Edge: DC (negative point)


CURRENT EVENTS
Back in 2012, I gave the tip to Marvel because they didn't reset everything the way DC had with the New 52. But that's not really an event so much as a reboot, which is a constant thing now for both publishers.

So instead let's look by the actual definition of "event": Title-spanning crossovers. Marvel essentially started the trend with Secret Wars in 1984, a series designed to sell toys that got its name because "secret" and "wars" were two words that kids reacted well to. And that level of creative depth has served as a blueprint for events at both publishers. Another apt title for the whole phenomenon of event storytelling is DC's Infinite Crisis.

Given my general disdain for this type of storytelling and how it hijacks regular titles you want to read and makes empty promises about actual story consequences, how do I make an overall judgement?

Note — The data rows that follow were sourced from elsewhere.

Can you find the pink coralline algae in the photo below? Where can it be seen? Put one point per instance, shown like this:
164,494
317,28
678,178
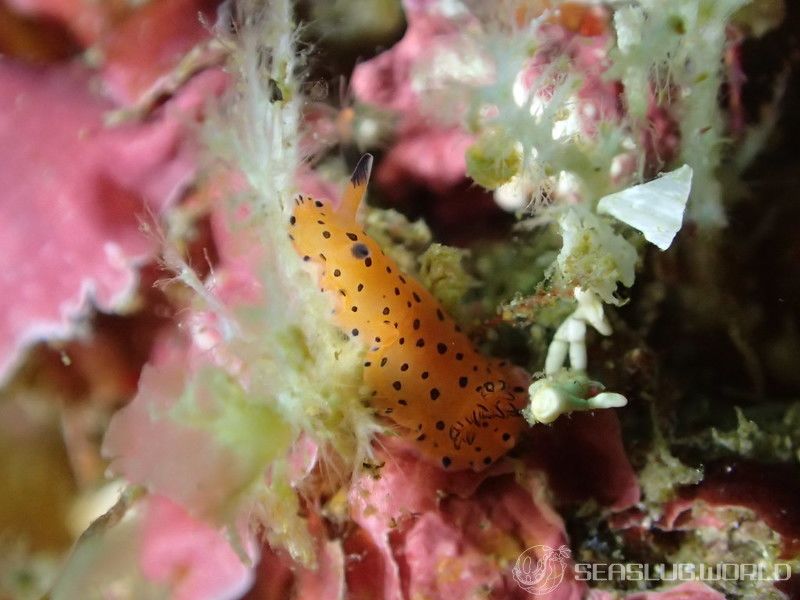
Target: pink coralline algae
424,152
192,558
74,192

I guess the fairest way is to look at the best events of both publishers and see who did it better? Both Marvel and DC have their share of events ranging from awful to forgettable,  but both have also produced some highly enjoyable stories.

Marvel's Infinity Gauntlet was truly thrilling (with diminishing returns on the various sequels), the 2015 Secret Wars was a sneaky way for Jonathan Hickman to tie a bow on his Fantastic Four and Avengers runs, Civil War inspired a movie that was better than the comic itself, and the recent War of the Realms (really a Thor story writ-large) was very well-constructed.

High on the quality scale for DC are Zero Hour, 52, Blackest Night, and Final Crisis. But they also still have the mother of all events, the 12-issue Crisis on Infinite Earths. In terms of scale, quality, and innovation, it's nearly unbeatable. I can't imagine anything either company could do now or in the future that would have the same level of impact.

Edge: DC


FINAL TALLY
DC 8
Marvel 6

The outcome didn't change, but Marvel closed the gap. What's funny is if you asked me under extreme duress to choose between the two companies, I'd choose Marvel. By and large they have the characters and stories to whom I feel most deeply connected. But, I guess the categories don't lie, they only become outdated.